Phänomene wie die sich zuspitzende Polarisierung der Gesellschaft, eine zunehmende Demokratieskepsis und die Zunahme sogenannter Hatespeech, aber auch der nicht mehr zu übersehende Klimawandel mit seinen schweren Folgen für Ökologie und Menschheit erfordern ein entschiedenes Umdenken - in der Gesellschaft und auch in der Schule. Vor diesem Hintergrund zeichnet das Kultusministerium 2022 erstmals Schulen und Lernorte aus, die ihre Schulkultur und Schulentwicklung bzw. ihre Bildungsangebote konsequent im Sinne eines „Modellorts der Demokratie“ gestalten und damit an Zielen der Demokratiebildung und Bildung für nachhaltige Entwicklung ausrichten. Die Auszeichnung ist Teil des bildungspolitischen Schwerpunkts „Demokratisch gestalten – Eine Initiative für Schulen in Niedersachsen“.
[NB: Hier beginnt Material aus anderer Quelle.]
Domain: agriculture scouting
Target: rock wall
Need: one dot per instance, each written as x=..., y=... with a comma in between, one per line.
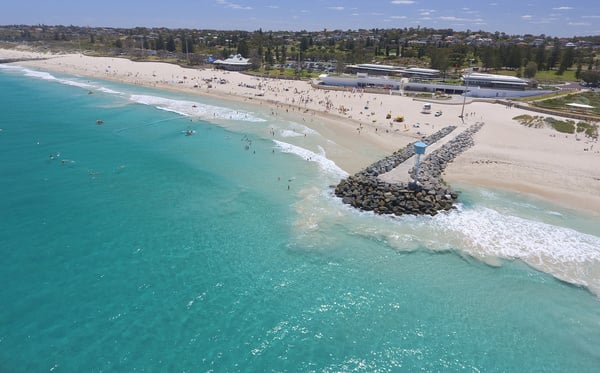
x=366, y=191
„Wir nehmen die Herausforderungen, mit denen sich unsere demokratische Gesellschaft und damit auch unsere Schulen konfrontiert sehen, sehr ernst. Unser erklärtes Ziel ist es, Schülerinnen und Schüler darauf vorzubereiten, sich als mündige Bürgerinnen und Bürger aktiv kritisch und selbstreflektiert in demokratische Prozesse einzubringen. Deshalb stärken wir die politische und nachhaltige Bildung an Schulen“, kommentiert Kultusminister Grant Hendrik Tonne die Auszeichnung der 25 Demokratieschulen und Lernorte der Demokratiebildung. Minister Tonne weiter: „Wir erkennen hoch an, dass viele Schulen sich auf den Weg gemacht haben, um eine demokratische und nachhaltige Schulkultur und Unterrichtsentwicklung zu etablieren. Und wir unterstützen es ausdrücklich, dass es bereits viele zivilgesellschaftliche Partnerinnen und Partner gibt, die die Schulen dabei tatkräftig unterstützen.“

Aus 39 eingegangenen Bewerbungen hatte zuvor eine Fachjury unter der Leitung des Ministers 15 Schulen und 10 Lernorte für die Auszeichnung ausgewählt. Sie soll das Engagement der Schule bzw. des Lernortes sichtbar machen und sie miteinander vernetzen.  Jede ausgezeichnete Schule und jeder ausgezeichnete Lernort erhält als sichtbare Würdigung ein repräsentatives Schild, einen Geldpreis in Höhe von 500 Euro und einen 'Materialrucksack' für Demokratiebildung. Zugleich soll die Auszeichnung die Vernetzung mit anderen Akteuren - Lernorten und Schulen - unterstützen.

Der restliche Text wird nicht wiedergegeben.